In the electrosensory system of weakly electric fish electric stimuli are encoded by a population of electroreceptors. The receptor afferents project to pyramidal cells in three parallel maps. There is experimental evidence that in the map where the pyramidal cells have a peaked coherence function (Krahe et al. 2008) the pyramidal cells indeed read out synchronous spikes by coincidence detection from about one thousand afferents (Maler 2009). In another map, where only about ten afferents converge onto a target cell, the pyramidal cells show a broad-band coherence and presumably decode all input spikes (Middleton et al. 2009). Since this effect is a quite general property of populations of spiking neurons we expect it to be employed in many other sensory systems as well. In higher processing stages of the brain, however, where neurons have low firing rates and operate in their fluctuation driven regime reading out different levels of synchrony does not yield different aspects about the signal anymore.

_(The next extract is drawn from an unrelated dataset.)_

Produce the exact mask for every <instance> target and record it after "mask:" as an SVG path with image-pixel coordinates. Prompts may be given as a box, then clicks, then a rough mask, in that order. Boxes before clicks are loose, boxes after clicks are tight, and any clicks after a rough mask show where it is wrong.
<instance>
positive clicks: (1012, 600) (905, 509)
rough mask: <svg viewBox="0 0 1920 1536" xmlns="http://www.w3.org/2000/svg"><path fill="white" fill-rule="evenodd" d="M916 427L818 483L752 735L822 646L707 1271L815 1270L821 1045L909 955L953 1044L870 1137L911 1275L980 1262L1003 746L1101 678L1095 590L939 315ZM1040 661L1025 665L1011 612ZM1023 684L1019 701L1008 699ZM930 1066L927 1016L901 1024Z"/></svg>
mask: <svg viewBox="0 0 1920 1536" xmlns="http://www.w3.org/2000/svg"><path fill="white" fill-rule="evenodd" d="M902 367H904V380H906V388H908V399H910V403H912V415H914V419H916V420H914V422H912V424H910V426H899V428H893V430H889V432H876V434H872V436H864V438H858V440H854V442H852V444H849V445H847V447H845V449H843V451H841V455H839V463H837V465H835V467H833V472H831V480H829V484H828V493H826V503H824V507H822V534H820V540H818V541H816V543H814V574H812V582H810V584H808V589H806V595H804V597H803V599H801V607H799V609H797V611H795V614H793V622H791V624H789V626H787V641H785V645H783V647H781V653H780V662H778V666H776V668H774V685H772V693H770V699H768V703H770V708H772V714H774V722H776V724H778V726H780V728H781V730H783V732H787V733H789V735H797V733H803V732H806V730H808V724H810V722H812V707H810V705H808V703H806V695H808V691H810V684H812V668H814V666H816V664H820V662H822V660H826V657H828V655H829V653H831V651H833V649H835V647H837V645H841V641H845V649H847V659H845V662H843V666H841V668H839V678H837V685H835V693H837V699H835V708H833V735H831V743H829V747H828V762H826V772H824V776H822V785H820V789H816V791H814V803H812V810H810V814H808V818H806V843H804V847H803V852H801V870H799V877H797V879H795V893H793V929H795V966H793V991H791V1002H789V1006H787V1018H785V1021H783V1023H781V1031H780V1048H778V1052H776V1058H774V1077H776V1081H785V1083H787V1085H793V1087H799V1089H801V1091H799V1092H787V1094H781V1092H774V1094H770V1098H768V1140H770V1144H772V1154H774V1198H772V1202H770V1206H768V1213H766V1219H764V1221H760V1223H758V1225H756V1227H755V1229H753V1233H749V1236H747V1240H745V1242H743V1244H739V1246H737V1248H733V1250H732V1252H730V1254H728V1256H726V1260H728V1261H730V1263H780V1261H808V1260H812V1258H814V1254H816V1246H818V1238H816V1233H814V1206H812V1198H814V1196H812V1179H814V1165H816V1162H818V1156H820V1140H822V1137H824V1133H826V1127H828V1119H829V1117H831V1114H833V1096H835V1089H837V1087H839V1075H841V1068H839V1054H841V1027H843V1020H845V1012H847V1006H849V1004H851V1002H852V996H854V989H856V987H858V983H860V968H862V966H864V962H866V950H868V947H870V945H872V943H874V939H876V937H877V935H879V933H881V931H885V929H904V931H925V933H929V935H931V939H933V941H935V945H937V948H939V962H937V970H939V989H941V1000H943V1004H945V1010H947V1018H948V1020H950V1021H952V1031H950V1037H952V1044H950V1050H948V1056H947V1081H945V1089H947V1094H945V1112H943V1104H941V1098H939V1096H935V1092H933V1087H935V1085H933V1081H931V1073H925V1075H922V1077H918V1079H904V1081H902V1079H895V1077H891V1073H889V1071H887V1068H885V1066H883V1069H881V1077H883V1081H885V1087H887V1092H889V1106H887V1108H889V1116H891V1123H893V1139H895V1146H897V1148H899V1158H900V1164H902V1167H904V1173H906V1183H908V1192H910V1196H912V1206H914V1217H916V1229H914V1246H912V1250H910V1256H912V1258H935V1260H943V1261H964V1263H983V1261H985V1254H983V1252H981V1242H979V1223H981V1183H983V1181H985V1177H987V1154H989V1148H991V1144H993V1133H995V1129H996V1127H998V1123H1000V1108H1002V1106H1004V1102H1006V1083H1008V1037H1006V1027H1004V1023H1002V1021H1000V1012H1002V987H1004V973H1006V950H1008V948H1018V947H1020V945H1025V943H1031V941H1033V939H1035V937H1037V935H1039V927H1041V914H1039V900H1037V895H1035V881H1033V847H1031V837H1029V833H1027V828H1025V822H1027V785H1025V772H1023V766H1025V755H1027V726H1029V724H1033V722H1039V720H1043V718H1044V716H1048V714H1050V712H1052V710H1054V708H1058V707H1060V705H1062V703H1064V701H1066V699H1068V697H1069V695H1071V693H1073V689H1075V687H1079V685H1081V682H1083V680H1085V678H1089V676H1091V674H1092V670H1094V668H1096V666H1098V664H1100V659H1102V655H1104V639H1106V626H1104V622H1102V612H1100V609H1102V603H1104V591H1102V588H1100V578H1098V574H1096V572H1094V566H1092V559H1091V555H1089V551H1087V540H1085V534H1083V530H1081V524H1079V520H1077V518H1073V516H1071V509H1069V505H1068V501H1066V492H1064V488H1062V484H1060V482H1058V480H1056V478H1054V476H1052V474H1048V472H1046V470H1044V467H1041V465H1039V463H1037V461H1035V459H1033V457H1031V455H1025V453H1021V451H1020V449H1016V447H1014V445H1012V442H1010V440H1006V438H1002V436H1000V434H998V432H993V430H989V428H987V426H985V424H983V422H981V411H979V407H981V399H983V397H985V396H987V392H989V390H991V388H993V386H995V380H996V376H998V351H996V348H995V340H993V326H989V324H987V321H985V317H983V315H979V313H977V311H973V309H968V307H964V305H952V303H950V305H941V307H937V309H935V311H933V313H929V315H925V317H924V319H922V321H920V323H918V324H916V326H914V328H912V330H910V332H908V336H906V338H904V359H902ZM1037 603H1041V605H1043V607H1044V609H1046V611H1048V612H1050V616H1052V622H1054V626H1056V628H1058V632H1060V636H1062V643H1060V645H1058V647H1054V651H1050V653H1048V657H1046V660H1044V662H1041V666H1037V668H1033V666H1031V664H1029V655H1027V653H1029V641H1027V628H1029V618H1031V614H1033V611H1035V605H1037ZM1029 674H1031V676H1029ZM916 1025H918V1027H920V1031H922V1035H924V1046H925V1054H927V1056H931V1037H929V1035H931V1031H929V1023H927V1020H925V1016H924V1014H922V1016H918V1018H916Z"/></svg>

Our analytical approach can be also extended to other filter functions, to heterogeneous populations of neurons, and to populations, in which only a fraction of cells receives the common stimulus. A more advanced generalization of the theory concerns populations of coupled neurons instead of neurons that are only synchronized by a common drive. In the coupled case, the shaping of the information transfer in the synchronous activity may be even more severe. These are exciting problems for future studies on information transfer in neural populations.